Multiscale Features of the Near-Hermean Environment as Derived Through the Hilbert-Huang Transform

Abstract

The interaction between the interplanetary medium and planetary environments gives rise to different phenomena on several temporal and spatial scales. Here, we propose for the first time, the application of the Hilbert-Huang Transform (HHT) to characterize both the local and global properties of Mercury's environment as seen during two Mercury Surface, Space Environment, Geochemistry and Ranging (MESSENGER) flybys.
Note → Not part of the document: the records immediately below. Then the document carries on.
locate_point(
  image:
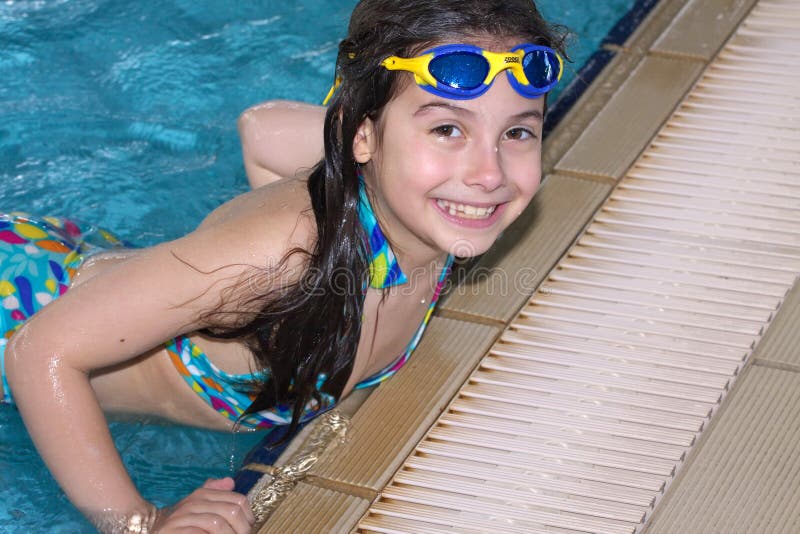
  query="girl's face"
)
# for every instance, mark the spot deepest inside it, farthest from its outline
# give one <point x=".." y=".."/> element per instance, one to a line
<point x="450" y="175"/>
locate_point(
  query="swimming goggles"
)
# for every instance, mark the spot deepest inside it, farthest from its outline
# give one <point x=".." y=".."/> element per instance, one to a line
<point x="462" y="71"/>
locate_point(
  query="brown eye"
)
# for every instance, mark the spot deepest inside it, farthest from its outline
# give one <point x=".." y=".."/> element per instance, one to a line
<point x="447" y="130"/>
<point x="519" y="134"/>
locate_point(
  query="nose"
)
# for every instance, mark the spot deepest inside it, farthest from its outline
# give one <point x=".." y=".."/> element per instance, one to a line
<point x="485" y="169"/>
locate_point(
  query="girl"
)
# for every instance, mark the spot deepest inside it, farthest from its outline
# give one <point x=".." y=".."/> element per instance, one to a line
<point x="286" y="298"/>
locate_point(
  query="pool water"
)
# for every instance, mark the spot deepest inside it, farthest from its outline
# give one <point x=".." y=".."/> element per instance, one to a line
<point x="123" y="114"/>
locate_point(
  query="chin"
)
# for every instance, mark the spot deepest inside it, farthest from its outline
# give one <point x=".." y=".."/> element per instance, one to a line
<point x="469" y="248"/>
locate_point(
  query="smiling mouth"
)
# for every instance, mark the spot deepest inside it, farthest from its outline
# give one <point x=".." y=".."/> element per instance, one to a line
<point x="466" y="211"/>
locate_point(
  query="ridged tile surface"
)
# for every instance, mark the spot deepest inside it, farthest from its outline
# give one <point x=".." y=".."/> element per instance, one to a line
<point x="747" y="475"/>
<point x="586" y="408"/>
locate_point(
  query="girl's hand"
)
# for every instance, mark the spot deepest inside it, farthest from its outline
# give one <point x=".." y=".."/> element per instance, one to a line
<point x="212" y="508"/>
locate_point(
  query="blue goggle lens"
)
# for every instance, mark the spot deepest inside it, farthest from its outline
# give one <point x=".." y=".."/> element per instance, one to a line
<point x="459" y="70"/>
<point x="541" y="68"/>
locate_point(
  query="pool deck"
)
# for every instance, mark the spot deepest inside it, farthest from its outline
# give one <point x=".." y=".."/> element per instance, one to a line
<point x="741" y="472"/>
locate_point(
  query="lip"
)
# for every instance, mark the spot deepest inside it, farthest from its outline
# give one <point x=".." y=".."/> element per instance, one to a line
<point x="472" y="223"/>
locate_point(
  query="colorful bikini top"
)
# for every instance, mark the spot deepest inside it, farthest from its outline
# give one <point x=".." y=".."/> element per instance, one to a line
<point x="219" y="388"/>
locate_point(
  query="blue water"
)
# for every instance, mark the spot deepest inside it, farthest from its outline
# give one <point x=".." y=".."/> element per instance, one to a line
<point x="123" y="114"/>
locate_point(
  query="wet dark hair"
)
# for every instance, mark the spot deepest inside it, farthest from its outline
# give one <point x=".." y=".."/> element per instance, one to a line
<point x="314" y="326"/>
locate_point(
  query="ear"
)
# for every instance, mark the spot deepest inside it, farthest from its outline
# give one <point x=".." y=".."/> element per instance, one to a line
<point x="365" y="142"/>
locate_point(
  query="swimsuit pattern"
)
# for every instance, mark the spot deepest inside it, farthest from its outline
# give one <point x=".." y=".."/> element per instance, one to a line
<point x="39" y="258"/>
<point x="227" y="393"/>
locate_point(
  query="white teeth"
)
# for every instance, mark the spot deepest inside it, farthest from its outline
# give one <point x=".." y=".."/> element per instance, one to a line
<point x="465" y="211"/>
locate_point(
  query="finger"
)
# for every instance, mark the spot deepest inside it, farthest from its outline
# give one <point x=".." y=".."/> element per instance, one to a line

In particular, we compute the energy-time-frequency distribution of the observed magnetic field components and the reconstruction of these signals at large, magnetohydrodynamics (MHD) and kinetic scales through the empirical mode decomposition. We show that the HHT analysis allows to capture and reproduce some interesting features of the Hermean environment such as flux transfer events (FTEs), Kelvin-Helmholtz vortices, and ultralow frequency (ULF) wave activity. Moreover, our findings support the ion kinetic nature of the Hermean plasma structures, the characterization of the magnetosheath by anisotropic ion-kinetic intermittent fluctuations, superimposed to both MHD fluctuations and large-scale field structure. Our approach has proven to be very promising for characterizing the structure and dynamics of planetary magnetic field at different scales, for identifying the boundaries, and for discriminating the different scale-dependent features of global and local source processes that can be used for modeling purposes.